Quelque chose de formidable et de grandiose, une monstrueuse secousse remua la terre et les pierres; les herbes se couchèrent, les feuilles volèrent, et ce furent pendant un instant des reprises roulantes de bruit, des éclats, des déchirures de sons comme si le tonnerre, en courant là-haut, se fût heurté à tous les crêts, à tous les sommets, et se fut brisé à chaque fois. Bientôt la nuit tomba, crue et lourde, des poussières passèrent en ouragans sahariens, suffoquant et fleurant les fournaises; un simoun violent vint s'émietter sur les roches, à travers les bois, embrunir tout de son brouillard fauve, entraîner les feuilles et les oiseaux mêlés, sans pluie encore.
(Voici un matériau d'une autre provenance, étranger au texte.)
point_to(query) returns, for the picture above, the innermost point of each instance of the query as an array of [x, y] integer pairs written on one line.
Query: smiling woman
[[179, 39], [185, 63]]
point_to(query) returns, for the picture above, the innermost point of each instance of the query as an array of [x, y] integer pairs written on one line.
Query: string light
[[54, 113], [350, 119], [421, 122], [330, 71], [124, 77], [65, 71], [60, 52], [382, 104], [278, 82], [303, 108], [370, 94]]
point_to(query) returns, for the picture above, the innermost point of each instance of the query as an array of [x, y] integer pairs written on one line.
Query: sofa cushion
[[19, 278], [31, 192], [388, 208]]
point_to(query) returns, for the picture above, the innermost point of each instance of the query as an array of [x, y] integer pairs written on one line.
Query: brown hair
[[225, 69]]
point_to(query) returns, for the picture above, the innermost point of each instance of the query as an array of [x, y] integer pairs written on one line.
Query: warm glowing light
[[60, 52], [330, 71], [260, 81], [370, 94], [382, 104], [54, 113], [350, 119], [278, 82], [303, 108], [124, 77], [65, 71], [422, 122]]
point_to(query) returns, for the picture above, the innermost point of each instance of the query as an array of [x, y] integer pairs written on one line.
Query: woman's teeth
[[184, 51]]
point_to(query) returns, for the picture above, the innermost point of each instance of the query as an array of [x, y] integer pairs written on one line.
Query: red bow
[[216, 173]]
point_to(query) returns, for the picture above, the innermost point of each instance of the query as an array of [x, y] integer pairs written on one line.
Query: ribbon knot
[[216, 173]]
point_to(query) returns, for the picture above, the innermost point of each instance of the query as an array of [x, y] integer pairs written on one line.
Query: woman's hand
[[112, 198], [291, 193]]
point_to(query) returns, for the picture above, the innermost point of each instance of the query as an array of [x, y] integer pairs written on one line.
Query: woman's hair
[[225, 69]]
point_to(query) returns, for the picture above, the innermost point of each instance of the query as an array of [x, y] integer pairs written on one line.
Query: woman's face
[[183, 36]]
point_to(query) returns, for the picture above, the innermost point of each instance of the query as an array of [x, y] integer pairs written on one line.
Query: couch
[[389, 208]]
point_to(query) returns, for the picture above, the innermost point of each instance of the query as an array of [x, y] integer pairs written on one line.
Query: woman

Sur la route, un voiturier remorquait une file de voitures, avec des chevaux carillonnant comme des jaquemarts, un gaillard tranquille, assis sur son tambour et laissant béatement divaguer sa tête au hasard des cahots. Dans les prés, des formes blanches, pressées, vertigineuses, entassant les "andins", cherchant à mettre le foin à l'abri.

Un éclair énorme, la gigantesque fusée d'un Titan piqua de sa pointe les crêtes de la Peyrouse, et sans attente appréciable, presque au même coup, une lancée furieuse de détonations ébranla tout, sauta parmi les gorges, s'ébroua dans les combes, entra aux grottes, mit des trémolos terribles dans chaque trou. La pluie large, écrasante, se déversa en façon de pierres lancées, crevant les frondaisons, soulevant dans la Bienne des milliers de tubes clairs, sauteurs, affolés, pareils aux fuseaux d'une filature emportés par les bielles rapides. Alors, des senteurs âcres et puissantes s'épandirent, sulfures mêlés aux poussières mouillées, acides carboniques venus des plantes arrosées, toute une renaissance succédant aux sécheresses du jour, une gaieté chaude, un concert très doux de symphonies odorantes. En haut des monts, des stries conduisaient l'averse, inondaient les pentes, et mourraient à mi-côte, ainsi que des fumées d'incendie. En bas, on eut dit des lacs pointés de lumières vives, de minuscules étangs étalés aux creux des routes, aux accidents des rocailles.

Enfin une accalmie, des aubades déjà lointaines, des ronrons indécis, un peu de ciel redevenu clair du côté de la Faucille, les nuages envolés paraissant noirs, les ravins à peu près séchés déjà. Les torrents seuls ont gardé quelque chose de la colère du ciel; "L'Enragé", au nom fatal, remue les cailloux, bouscule les digues, entraîne la terre des riverains.

Et nous comprenons aujourd'hui la joie des vieux saints de jadis, ces inimitables poètes, dans ce milieu de magnifiques surprises; nous les voyons descendre aux petites choses par mépris des grandes, intéressés aux riens de là-bas, à une sauterelle mouillée, à une phalène repliée contre un mur, aux ruisselets semblables aux fleuves, vivant de ces simplesses et s'enfermant dans les baumes pour en mieux jouir. Le tonnerre a sa manière de causer aux montagnes, c'est un motif qu'il donne, et qu'elles répètent ainsi qu'un sirvente passant de bouche en bouche; les anciens ermites en demeuraient frappés comme d'un concile de patriarches présidé par le bon Dieu; ils se signaient non par crainte, mais par respect.

Pour un instant, nous voici rentrés dans l'atmosphère plus ordinaire; les embarras de montagnes qui nous arrêtent, ce sont les chaînes tombées du Grandvaux en pluie serrée. On dirait que le déluge, en inondant ces terres, y a laissé les amoncellement de pierres parallèles aux cours d'un torrent formidable; sillons de cyclopes qu'il faut franchir l'un après l'autre pour redescendre. A la pointe, c'est la combe d'Ain qui réapparaît en pleine solennité; mais pour s'en courir jusqu'à elle, des étonnements nous restent encore. Les côtes abaissées, modestes, plus vertes et mieux plantées, ressemblent à ces roulements attiédis de tonnerre après les chocs effrayants des premiers coups, au frémissement de l'eau ensuite des vagues énormes.